In a Reykjavik cafe, with her nine-month-old daughter and partner in tow, Freyja Steingrímsdóttir says the government need to create more places or extend leave. She works for BSRB, a federation of public worker unions in Iceland, so has a particular understanding of the current issues in childcare provision.
“What needs to happen is legislature that guarantees a child a place from the age of one – just as every six-year-old gets a place in elementary school. That would then require the state to give enough funding to the municipalities to be able to offer the right number of places.”
“Probably the next step will be the parental leave payments – it’s only 80%, and the cap hasn’t been changed in years.”
It has only been two years since Iceland made major changes around paternity leave. In 2021, the period men could take went from four to six months. The move has largely been assessed as a success. Academics from the University of Iceland, Ásdís Arnalds and Guðný Eydal, say studies show parents are dividing the care of their children more equally. Surveys show a downward trend of mothers taking most of the responsibility. About 80% of men take paternity leave.
According to a recent academic paper, parents who had a child immediately after the fathers’ quota was introduced were considerably less likely to divorce than parents who had a child just before the law was implemented.
Men have spoken of the huge benefits of spending more time with their children. Björn Baldursson says he believes it helped his wife, who experienced postnatal depression with their first child. The 30-year-old air-traffic controller took little time off when his son was born but took six months with his daughter. “I saw a massive change in how I was feeling and developing as a father, but I also saw a change in my wife. I have been looking into it, and it lowers risk of postpartum depression if your partner is active.”

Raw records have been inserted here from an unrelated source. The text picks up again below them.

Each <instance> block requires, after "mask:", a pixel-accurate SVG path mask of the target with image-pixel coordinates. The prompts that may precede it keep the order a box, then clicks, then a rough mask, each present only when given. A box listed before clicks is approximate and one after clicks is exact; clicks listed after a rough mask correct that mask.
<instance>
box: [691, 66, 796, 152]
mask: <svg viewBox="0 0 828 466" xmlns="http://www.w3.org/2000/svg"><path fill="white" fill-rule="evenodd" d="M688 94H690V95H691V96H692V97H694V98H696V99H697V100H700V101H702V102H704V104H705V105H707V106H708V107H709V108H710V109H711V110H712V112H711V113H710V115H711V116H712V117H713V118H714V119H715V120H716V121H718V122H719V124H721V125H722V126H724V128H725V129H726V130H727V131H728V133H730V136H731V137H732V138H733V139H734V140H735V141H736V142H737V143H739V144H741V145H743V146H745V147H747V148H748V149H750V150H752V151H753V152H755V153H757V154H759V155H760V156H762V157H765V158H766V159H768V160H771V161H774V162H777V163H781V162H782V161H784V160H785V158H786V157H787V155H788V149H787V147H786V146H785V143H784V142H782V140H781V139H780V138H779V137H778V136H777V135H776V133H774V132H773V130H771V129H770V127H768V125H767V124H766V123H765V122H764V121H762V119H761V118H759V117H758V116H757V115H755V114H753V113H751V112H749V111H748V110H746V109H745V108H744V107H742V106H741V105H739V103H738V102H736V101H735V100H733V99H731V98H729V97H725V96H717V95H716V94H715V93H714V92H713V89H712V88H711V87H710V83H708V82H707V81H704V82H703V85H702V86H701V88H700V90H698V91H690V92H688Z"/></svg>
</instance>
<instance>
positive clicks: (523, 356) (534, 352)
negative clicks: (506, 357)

Dagný Pind, a legal adviser at the BSRB, says the next step is “to ensure that all children have access to good, affordable childcare after 12 months”.
In a negotiating round in May, the BSRB asked to reduce working hours for preschool staff each week, “and we managed that”. Pind adds: “The other [campaign] was to tackle the problem of pay inequality through re-evaluating work in female-dominated occupations. That work is ongoing.”
When asked whether they have the best childcare system in the world – often the perception of outsiders – many Icelandic parents say they are unsure. Perhaps it is a marker of how far they have come that they aren’t willing to accept anything less.